How long will it take for the piece of debris to hit the ground after an explosion?
To find the time it takes for the debris to hit the ground, we need to find the value of t when h(t) = 0.
The given function is h(t) = -18t^2 + 72t + 378.
Setting h(t) = 0:
-18t^2 + 72t + 378 = 0
To solve this quadratic equation, we can either factor it or use the quadratic formula. Let's use the quadratic formula:
t = (-b ± √(b^2 - 4ac)) / (2a)
In this case, a = -18, b = 72, and c = 378.
Substituting these values into the quadratic formula, we have:
t = (-72 ± √(72^2 - 4(-18)(378))) / (2(-18))
t = (-72 ± √(5184 + 27312)) / (-36)
t = (-72 ± √(32496)) / (-36)
t = (-72 ± 180) / (-36)
We have two possible solutions:
t₁ = (-72 + 180) / (-36)
t₂ = (-72 - 180) / (-36)
Calculating these values:
t₁ = 108 / (-36)
t₁ = -3
t₂ = -252 / (-36)
t₂ = 7
Since time cannot be negative in this context, the time it takes for the debris to hit the ground after an explosion is t = 7 seconds.
The given function is h(t) = -18t^2 + 72t + 378.
Setting h(t) = 0:
-18t^2 + 72t + 378 = 0
To solve this quadratic equation, we can either factor it or use the quadratic formula. Let's use the quadratic formula:
t = (-b ± √(b^2 - 4ac)) / (2a)
In this case, a = -18, b = 72, and c = 378.
Substituting these values into the quadratic formula, we have:
t = (-72 ± √(72^2 - 4(-18)(378))) / (2(-18))

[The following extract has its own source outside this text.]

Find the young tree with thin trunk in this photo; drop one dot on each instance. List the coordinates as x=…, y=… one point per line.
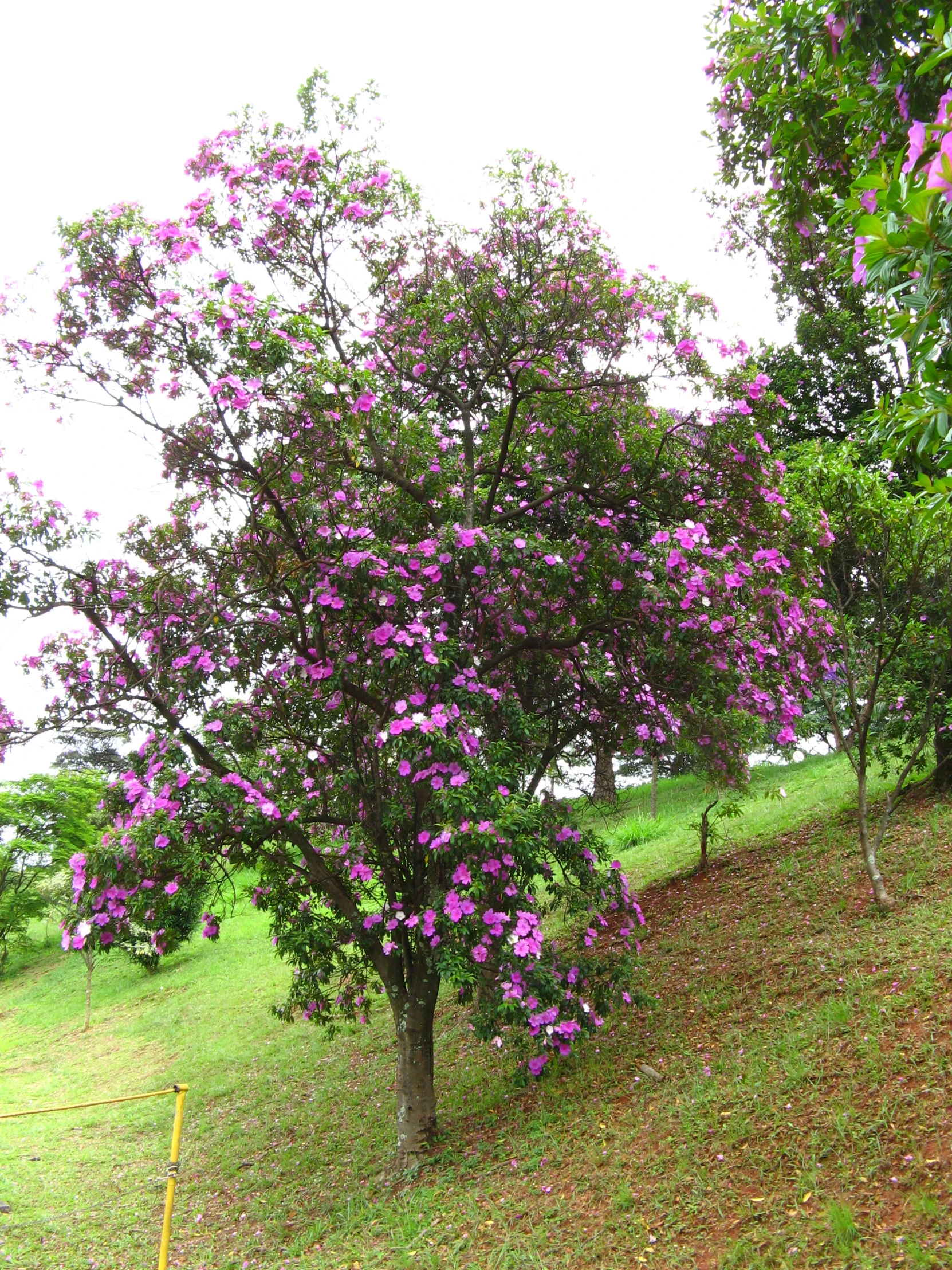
x=886, y=582
x=420, y=544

t = (-72 ± √(5184 + 27312)) / (-36)
t = (-72 ± √(32496)) / (-36)
t = (-72 ± 180) / (-36)
We have two possible solutions:
t₁ = (-72 + 180) / (-36)
t₂ = (-72 - 180) / (-36)
Calculating these values:
t₁ = 108 / (-36)
t₁ = -3
t₂ = -252 / (-36)
t₂ = 7
Since time cannot be negative in this context, the time it takes for the debris to hit the ground after an explosion is t = 7 seconds.